# The death of our constitution



## Plainsman (Jul 30, 2003)

This is as much the fault of Republicans as Democrats because none of them have the nerve to stop Obama. They would all give up American and it's freedom because they fear being called a racist more than they fear socialism or full fledged Marxist communism. The majority of them can not call themselves true patriots. Only Ted Cruz, Rand Paul and a handful can.

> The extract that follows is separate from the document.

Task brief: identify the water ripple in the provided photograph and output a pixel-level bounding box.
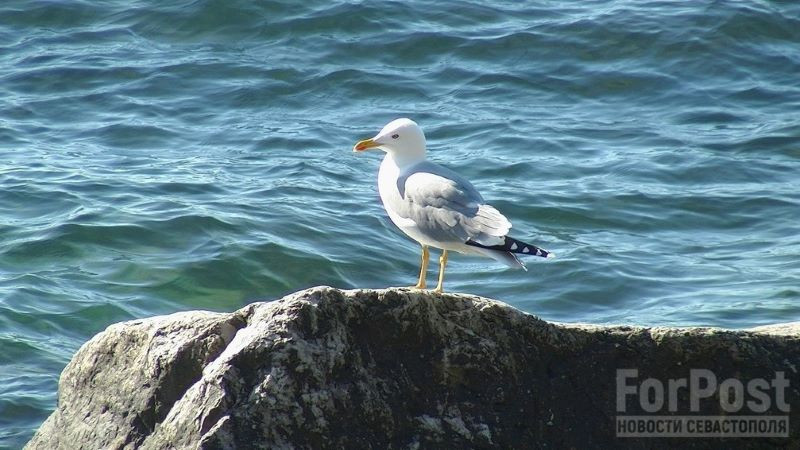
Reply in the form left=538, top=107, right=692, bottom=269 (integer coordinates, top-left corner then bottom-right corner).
left=2, top=0, right=800, bottom=446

> Members of Congress and constitutional law experts testified before the House Judiciary Committee on Wednesday, warning that the legislative branch is in danger of ceding its power in the face of an "imperial presidency."
> 
> The hearing, "Enforcing the President's Constitutional Duty to Faithfully Execute the Laws," focused on the multiple areas President Barack Obama has bypassed Congress, ranging from healthcare and immigration to marriage and welfare rules.
> 
> Jonathan Turley, Shapiro Professor of Public Interest Law at George Washington University, testified that the expansion of executive power is happening so fast that America is at a "constitutional tipping point."


For the full story: http://freebeacon.com/the-imperial-presidency/


----------



## blhunter3 (May 5, 2007)

Does congress really want a revolution? Seems to me they are testing the waters to see what will happen.


----------



## shaug (Mar 28, 2011)

Plainsman,

You throw around words like conservative and marxist and liberal and socialist, but you really don't understand much. If you want to stop Obama I suggest you first stop supporting the people/orgs getting him elected.

http://www.lobowatch.org/adminclient/WolfPolitics3/go

If you are not part of the solution then you are part of the problem.

A talking head not saying anything.

Would you like to discuss Land Tawney, Dave Dittloff, Tom France from the National Wildlife Federation and their forays into North Dakota?


----------



## Plainsman (Jul 30, 2003)

> Would you like to discuss


Not when it hijacks a thread.

Shaug you don't want a discussion, you never do. You simply want to get in the mud again. Your post really isn't that political, it belongs in the hot topics. Go there and see if anyone wants to play with you.

I'll see if there is a way to move a single post for you. This one is sidelining the discussion for your pet subjects.

You and I are already talking about this on another site. If you want it on this site take it to the proper form.


----------